Hi. I wanted to join the Canadian Forces when I was 17. I'm 31 now. It's what I would've done and I couldn't think of anything else better to do in my life. I have a history of mental illness but what bugs me is it's just that.....history. There are some psychiatrists that say that between 10-15% of people with any mental condition survive and become perfectly capable but I'm no fool. I would only fight as a last resort and I'm sure all of you in the military agree. It's a last resort thing but never the less, you TRAIN for it, instead, hoping to secure Canadian interests and promoting peace throughout the world. Basically keeping Canada safe.

So that's that, I can't join.

But what can I do other than join? I'm perfectly capable, I don't see a psychiatrist anymore, just a family doctor, some to *cough* prescribe me pills just because, if it were up to me, I would just do it myself. But I'm no doctor. You wouldn't be able to tell the difference between any other man and me, if you met me in real life. There's no CURE for ridiculous stuff like this, what I can tell you is that the only thing that differenciates me and another person, is that if I were to have high levels of stress, regardless of pills (which WORK for me) there's always a chance that I would take it more badly than the next guy. And have a relapse. So what can I do other than join? Can I volunteer? I want to support the Canadian military if I can't join it. Is there ANYTHING AT ALL I can do for the cause, justice and promoting of peace throughout the world from where I am? (Canada obviously......) If you really want to know, I would feel proud to know that I'm helping those that I can't be with in their day to day activities wherever they are throughout the world. That whatever I'm doing is beneficial to the brothers (and maybe some sisters) that I would've joined if I otherwise wouldn't of come down with this illness.....
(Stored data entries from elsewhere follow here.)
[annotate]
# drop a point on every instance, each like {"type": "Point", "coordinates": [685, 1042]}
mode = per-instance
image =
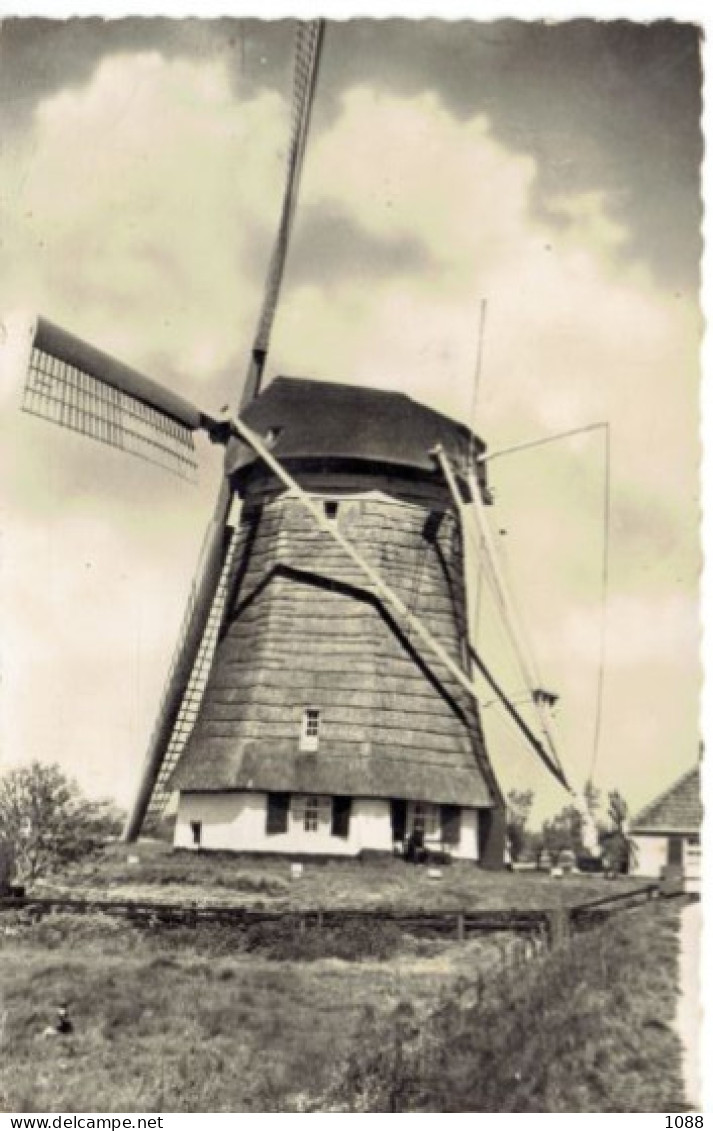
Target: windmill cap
{"type": "Point", "coordinates": [312, 420]}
I have a friend that said that I could train cadets. It's interesting......what are all my options? All of them.
Just volunteering. No pay. Nothing. Just something to say that I've done all I can do. There's more than nothing in the world I would better want to volunteer for, than volunteering for the Canadian Forces. Please. It's just the second best thing thx..............


----------



## mariomike (5 Dec 2015)

GrizzlyBear said:
			
		

> But what can I do other than join?



You could contact your local volunteer centre,
http://volunteer.ca/volunteer-centres


----------



## Staff Weenie (5 Dec 2015)

Depending on where you live, most of the major bases will have a Military Family Resource Centre that runs many programs, and often relies on volunteers to help. The Royal Canadian Legion also accepts members with no service, but who wish to join. They run a myriad of programs that support the forces.

Most of all, just being a Canadian of good conscience helps us. When it comes time to vote, consider the platforms that all parties have for the military. Consider how they intend to use the military for the defence of Canada, and to assist our partners overseas. We don't have any real say in where we go, and we don't have enough votes in the ridings to have any influence.  But, if enough people keep us in mind, it can make a difference.


----------



## GrizzlyBear (11 Dec 2015)

Thanks Staff Weenie.


----------



## Colin Parkinson (11 Dec 2015)

Take interests in current affairs, educate yourself and then write and talk to your MP about ensuring the military is not being starved. If MP can bugged enough they will take that back to their party to say "this is an issue".


----------